Li Luo yang berusia 35 tahun kini kembali ke titik awal di usia 15 tahun, merasakan jantung mudanya masih berdetak kencang, dan hatinya tergerak oleh lirik ini.
"Kedengarannya bagus sekali." Qiao Xinyan merasakan kekuatan dalam nyanyian itu dan tak kuasa menahan desahan, "Anak itu bernyanyi dengan baik, dan Xie Shuchen juga bernyanyi dengan baik, tapi entah kenapa, tak satu pun dari mereka bernyanyi sebaik Li Luo."
"Diam." Ying Chanxi menutup mulut Qiao Xinyan dan menatap Li Luo yang berdiri di taman bermain di kejauhan dengan mata membara.
Cahaya di taman bermain redup saat ini, tetapi Li Luo tampak bersinar, dan kehadirannya terpatri kuat di matanya.
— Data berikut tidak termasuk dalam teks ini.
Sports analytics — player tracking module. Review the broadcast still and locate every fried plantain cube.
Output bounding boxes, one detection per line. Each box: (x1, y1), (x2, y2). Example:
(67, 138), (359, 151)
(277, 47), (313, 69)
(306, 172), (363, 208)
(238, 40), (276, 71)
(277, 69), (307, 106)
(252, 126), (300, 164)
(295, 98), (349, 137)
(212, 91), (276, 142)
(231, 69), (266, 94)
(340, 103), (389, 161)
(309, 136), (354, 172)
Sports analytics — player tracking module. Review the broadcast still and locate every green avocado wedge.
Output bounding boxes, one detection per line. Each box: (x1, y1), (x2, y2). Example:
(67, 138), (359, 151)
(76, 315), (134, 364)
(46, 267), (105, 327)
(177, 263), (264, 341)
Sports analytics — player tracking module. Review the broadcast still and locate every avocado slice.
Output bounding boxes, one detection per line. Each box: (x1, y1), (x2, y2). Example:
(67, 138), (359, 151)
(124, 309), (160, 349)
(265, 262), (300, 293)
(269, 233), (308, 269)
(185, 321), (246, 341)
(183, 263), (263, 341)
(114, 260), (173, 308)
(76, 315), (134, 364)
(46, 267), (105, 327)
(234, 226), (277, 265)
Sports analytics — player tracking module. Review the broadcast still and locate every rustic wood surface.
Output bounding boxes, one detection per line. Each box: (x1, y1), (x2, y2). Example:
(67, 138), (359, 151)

Apakah Qiao Xinyan perlu mengatakan apakah Li Luo bernyanyi dengan baik atau tidak?
Sayangnya, Kelas 1 masih agak jauh dari Kelas 8. Meskipun ada dukungan suara, kualitas suaranya jelas tidak sejernih suara jarak dekat.
Namun meski begitu, keberaniannya bernyanyi di hadapan seluruh teman sekelas di lapangan dan bernyanyi dengan sangat baik, memang cukup mudah menarik hati semua orang.
Seorang gadis di sebelahnya tak kuasa menahan diri untuk berbisik, "Dia terlihat sangat tampan dari belakang. Apa ini pengawas Kelas 8? Aku belum pernah dengar namanya."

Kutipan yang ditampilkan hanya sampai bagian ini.